The bill improves disclosures and fiduciary clarity for self-directed brokerage windows—potentially helping retirement decision-making—but imposes compliance costs and friction that could mislead some participants, reduce convenience, or prompt plans (especially small ones) to limit investment options.
Seniors and other participants who use self-directed brokerage windows receive clearer warnings and pre-trade projections, helping reduce the risk of poor investment choices near retirement.
Participants get standardized return projections (4%, 6%, 8%), making it easier to compare likely retirement outcomes across plan options and brokerage choices.
Clarifying the term 'designated investment alternative' reduces fiduciary ambiguity and can improve plan governance by distinguishing fiduciary-selected options from self-directed brokerage investments.

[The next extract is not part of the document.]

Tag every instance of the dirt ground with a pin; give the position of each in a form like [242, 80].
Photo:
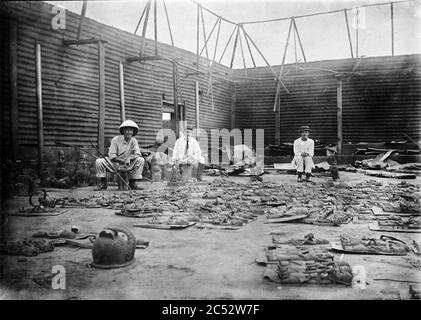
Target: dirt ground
[192, 263]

Plan sponsors will face increased administrative and compliance costs to produce and track acknowledgements, disproportionately burdening smaller plans and potentially leading to higher fees or reduced plan offerings for participants.
Frequent acknowledgement requirements create friction for participants who want to make quick trades, reducing the convenience and flexibility of self-directed accounts.
Standardized fixed-rate projections (e.g., 4/6/8%) may mislead some participants by implying predictable returns and understating downside risk of self-directed investments.
Based on analysis of 2 sections of legislative text.
Introduced October 30, 2025 by James E. Banks · Last progress October 30, 2025
Requires retirement plans that offer brokerage windows or other self-directed, non-designated investment options to give participants a specific notice and obtain an acknowledgement each time they direct money into, out of, or within those arrangements. The notice must be substantially similar to a four-part disclosure and include an illustrative graph projecting retirement balances at age 67 under 4%, 6%, and 8% annual returns; the rule takes effect January 1, 2026. The change narrows when a participant is treated as exercising control (which affects plan fiduciary liability under ERISA). Plans, recordkeepers, and brokers will need processes to deliver the notice and capture acknowledgements before participant-directed trades in these non-designated options can proceed.